Recently a young mother was sentenced for the horrific crime of suffocating her 3 year old son and burying him the sand in a playground in a park in my neighborhood.  She was distraught, homeless and on the street, had begged family members to take care of him, called the police to ask for help for him, no one took responsibility or had compassion for her problem.  They all sent her elsewhere and in a moment of hopelessness and helplessness she destroyed his life and hers forever.

We have failed these people as a community.  We are unwilling to give of our time and resources to others and we (at least some of us) are unwilling to allow government agencies to do it for us.  In my city there is no reasonably available mental health care for the depressed, or the addicted when they medicate their depression with drugs or alcohol.  The best you can do is get locked up in the mental health center until you detox or be allowed a handful of visits to a therapist. Wholly inadequate.

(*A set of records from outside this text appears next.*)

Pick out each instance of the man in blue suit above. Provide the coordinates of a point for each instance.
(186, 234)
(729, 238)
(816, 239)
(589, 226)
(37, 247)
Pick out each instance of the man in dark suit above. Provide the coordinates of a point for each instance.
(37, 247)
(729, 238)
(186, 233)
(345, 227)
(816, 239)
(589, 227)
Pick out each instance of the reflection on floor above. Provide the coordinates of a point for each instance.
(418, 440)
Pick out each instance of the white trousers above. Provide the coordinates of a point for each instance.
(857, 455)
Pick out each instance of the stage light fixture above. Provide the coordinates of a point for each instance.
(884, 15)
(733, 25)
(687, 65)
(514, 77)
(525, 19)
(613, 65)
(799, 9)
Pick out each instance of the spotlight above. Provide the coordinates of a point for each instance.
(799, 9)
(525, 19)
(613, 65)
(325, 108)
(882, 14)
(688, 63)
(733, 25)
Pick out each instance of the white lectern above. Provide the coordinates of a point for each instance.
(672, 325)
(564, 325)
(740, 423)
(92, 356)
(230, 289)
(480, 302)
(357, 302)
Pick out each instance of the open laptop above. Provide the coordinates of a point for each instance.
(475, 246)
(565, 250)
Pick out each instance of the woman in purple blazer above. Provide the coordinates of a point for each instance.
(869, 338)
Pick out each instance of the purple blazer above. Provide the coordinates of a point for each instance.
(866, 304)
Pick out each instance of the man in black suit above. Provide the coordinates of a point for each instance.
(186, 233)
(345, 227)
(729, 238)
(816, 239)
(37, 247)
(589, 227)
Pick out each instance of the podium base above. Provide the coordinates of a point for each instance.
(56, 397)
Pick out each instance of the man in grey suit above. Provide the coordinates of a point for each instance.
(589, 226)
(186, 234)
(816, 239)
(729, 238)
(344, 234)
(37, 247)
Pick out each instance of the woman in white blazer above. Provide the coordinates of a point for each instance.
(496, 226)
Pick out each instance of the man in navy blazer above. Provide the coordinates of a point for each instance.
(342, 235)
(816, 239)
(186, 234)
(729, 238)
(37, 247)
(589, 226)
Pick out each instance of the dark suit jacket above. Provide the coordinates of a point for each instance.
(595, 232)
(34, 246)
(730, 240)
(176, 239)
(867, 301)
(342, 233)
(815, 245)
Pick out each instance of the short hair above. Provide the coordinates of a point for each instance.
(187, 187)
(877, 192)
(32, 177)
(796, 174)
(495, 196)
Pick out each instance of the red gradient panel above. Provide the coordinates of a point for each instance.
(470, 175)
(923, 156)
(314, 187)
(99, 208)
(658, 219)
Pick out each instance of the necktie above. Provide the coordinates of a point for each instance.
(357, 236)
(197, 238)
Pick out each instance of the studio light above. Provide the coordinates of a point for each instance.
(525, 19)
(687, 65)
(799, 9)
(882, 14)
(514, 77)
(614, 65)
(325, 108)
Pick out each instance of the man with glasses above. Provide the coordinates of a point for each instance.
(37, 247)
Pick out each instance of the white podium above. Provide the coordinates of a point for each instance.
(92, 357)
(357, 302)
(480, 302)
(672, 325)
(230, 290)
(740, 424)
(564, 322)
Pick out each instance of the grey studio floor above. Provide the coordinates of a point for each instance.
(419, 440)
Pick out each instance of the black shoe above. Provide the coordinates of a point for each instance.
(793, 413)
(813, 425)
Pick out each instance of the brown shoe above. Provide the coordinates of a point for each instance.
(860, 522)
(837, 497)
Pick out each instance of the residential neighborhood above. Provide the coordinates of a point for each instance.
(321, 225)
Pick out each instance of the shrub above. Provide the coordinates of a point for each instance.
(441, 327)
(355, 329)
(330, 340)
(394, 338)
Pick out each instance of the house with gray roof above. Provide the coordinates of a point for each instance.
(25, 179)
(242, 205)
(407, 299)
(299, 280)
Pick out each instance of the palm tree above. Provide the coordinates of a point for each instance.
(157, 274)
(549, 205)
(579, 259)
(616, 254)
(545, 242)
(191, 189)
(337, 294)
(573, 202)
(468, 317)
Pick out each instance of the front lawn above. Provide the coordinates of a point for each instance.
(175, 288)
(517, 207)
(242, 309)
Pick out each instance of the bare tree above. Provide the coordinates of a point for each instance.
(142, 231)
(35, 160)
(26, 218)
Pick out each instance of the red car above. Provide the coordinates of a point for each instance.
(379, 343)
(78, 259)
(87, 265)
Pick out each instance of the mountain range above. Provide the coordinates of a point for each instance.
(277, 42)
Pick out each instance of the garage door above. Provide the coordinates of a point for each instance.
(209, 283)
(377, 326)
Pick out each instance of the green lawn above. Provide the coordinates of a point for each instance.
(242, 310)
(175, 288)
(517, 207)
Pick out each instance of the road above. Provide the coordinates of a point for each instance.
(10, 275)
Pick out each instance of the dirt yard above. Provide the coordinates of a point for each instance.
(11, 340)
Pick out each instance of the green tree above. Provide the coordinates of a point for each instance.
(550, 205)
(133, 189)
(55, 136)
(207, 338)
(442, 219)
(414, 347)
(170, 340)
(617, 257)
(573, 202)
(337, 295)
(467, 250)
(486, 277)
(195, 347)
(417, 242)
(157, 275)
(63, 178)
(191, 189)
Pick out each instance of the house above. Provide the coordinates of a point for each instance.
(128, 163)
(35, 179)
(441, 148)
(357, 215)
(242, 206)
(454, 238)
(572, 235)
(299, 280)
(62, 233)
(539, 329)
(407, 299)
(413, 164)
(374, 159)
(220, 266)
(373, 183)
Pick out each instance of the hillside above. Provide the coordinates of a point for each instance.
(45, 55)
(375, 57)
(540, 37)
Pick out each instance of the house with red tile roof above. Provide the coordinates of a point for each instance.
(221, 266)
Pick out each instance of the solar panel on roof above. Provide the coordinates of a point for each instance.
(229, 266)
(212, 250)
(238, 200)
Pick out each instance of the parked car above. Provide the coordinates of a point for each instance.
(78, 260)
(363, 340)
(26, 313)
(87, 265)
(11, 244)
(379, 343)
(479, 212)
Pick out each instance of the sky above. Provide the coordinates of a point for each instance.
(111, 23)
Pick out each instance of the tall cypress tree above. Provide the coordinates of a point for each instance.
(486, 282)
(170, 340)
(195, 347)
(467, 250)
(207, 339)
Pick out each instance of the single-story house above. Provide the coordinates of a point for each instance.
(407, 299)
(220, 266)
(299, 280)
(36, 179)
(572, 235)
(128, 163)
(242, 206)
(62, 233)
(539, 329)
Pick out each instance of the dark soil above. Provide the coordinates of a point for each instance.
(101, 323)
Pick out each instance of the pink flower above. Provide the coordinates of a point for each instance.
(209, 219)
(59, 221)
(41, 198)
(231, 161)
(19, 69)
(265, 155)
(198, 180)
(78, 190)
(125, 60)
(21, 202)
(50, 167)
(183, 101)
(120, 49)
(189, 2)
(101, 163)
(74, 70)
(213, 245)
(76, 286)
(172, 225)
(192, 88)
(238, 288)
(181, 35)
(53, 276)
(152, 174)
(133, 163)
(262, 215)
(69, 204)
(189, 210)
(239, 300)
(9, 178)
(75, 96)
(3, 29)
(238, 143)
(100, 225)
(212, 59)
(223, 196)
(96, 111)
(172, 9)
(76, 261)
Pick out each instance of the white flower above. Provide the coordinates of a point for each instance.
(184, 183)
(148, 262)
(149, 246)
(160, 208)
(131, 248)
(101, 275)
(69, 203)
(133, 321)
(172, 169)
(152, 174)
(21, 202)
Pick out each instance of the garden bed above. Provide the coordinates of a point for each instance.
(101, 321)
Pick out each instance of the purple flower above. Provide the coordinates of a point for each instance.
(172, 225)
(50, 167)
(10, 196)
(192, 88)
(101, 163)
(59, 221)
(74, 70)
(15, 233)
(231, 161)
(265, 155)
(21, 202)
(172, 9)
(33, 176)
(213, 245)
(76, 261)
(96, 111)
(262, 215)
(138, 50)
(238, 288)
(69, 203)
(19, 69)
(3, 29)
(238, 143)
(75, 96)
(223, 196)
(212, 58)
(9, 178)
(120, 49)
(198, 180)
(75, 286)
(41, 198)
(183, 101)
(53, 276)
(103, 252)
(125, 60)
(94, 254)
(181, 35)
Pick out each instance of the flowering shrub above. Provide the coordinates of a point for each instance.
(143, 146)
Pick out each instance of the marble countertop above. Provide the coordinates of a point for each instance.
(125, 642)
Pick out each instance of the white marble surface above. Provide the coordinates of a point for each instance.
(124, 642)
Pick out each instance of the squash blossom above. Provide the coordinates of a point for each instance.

The community has failed these people from childhood by ignoring their basic needs for a safe home environment, an opportunity for an education and a network of people to ensure they get these needs met.  Many of these families have been destroyed by the loss of a parent to drugs or in combat in the continuous round of wars being fought.  Years ago small towns and churches filled this need and people were their “brother’s keeper” Today we look for someone else to handle it, we don’t have time, it’s inconvenient, it’s messy!

I volunteer in  prison ministry to assist women making the transition from incarceration to living in the community.  Recently we celebrated the anniversary of the graduation of a man who had spent most of the past 30 years in prison starting when he was 17.  He would be released and be unable to find work, had no support for education or basic living needs and re-offend time and time again until he finally connected with a mentor who volunteered his time for the first year he was out to helping him find work, a place to live, skills to interact effectively with family and society and all the other bumps in the road including the social stigma and prejudice he encountered frequently.  His mother was there and tearfully thanked his mentors and was so grateful to finally have her sone back.

Hillary Clinton once said it takes a village to raise a child and whatever your politics are we are all responsible for each other and in caring for those in need we better the quality of our own lives.